I'm Mrs. Brookes, and today we're looking at the benefits and limitations of fitness testing.
Now, we've learned lots around fitness test protocols and how we conduct those tests to monitor fitness, but we're gonna develop that learning to look at now what are the actual good things about going through a range of fitness testing? But are there any downsides? Are there any limitations? So our outcome for today's lesson is where we're gonna feel confident that we can state what those benefits are, but also what those limitations of those protocols are.
And we're gonna develop our skill of evaluate, where we can look at actually whether fitness testing in certain sports is relevant or not.
So our keywords are these.
We're gonna look at limitation.
We'll probably see that word quite a bit.
And we just need a reminder, but that's when we're looking at a potential failing of a test.
So what's not so good about that test to monitor fitness? Validity is a good word to look at whether a test or a method measures what it sets out to measure.
So does it say or does it do what it says it's going to do? Reliability, there's some words there that we hope that you will kind of really associate with reliability.
That's whether it's consistent and it's repeatable.
So by that, it means if you were to do the test over and over again, are you likely to get those consistent or those repeatable scores? And we'll reference the term norm.
So when you see that word norm, that's where we're looking at the result and comparing it to a result that is typical for a particular group.
That could be an age group, for example.
So our lesson is divided into three sections.
We're gonna start by looking at the benefits of fitness testing.

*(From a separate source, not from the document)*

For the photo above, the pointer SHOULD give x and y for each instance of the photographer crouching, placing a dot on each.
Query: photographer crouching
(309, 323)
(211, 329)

We're gonna build on that learning and then look at those limitations and then finally look at that skill of evaluate and looking at whether a test is actually relevant or not.
So we're gonna base this first part of the learning on Izzy.
Now, Izzy is a footballer, and she's been told by her coach that she's about to do a 12-week training programme, so potentially something that might be happening preseason.
And the coaches have shared with her that they might be doing some fitness tests before that training programme actually starts.
So Izzy is telling us here that she feels quite excited about that but also a little bit nervous and doesn't really understand why she's having to do the fitness tests.
So we feel it's important that the coach explains to Izzy the value of those tests.
Rather than Izzy just seeing them as something that she has to do, it's important that she understands the benefits and the values of them.
So firstly, it would be good to share with her that that's a good way of showing her fitness strengths but also some weaknesses because if there is some weak areas, that can be built on.
Now, that data will be objective, so it'll be giving some results, and we'll have a starting level of fitness that can be compared to some norms. And both of those will inform what that programme now needs to look like for Izzy.
So I imagine the programme would ideally look at her weaknesses or her areas of development.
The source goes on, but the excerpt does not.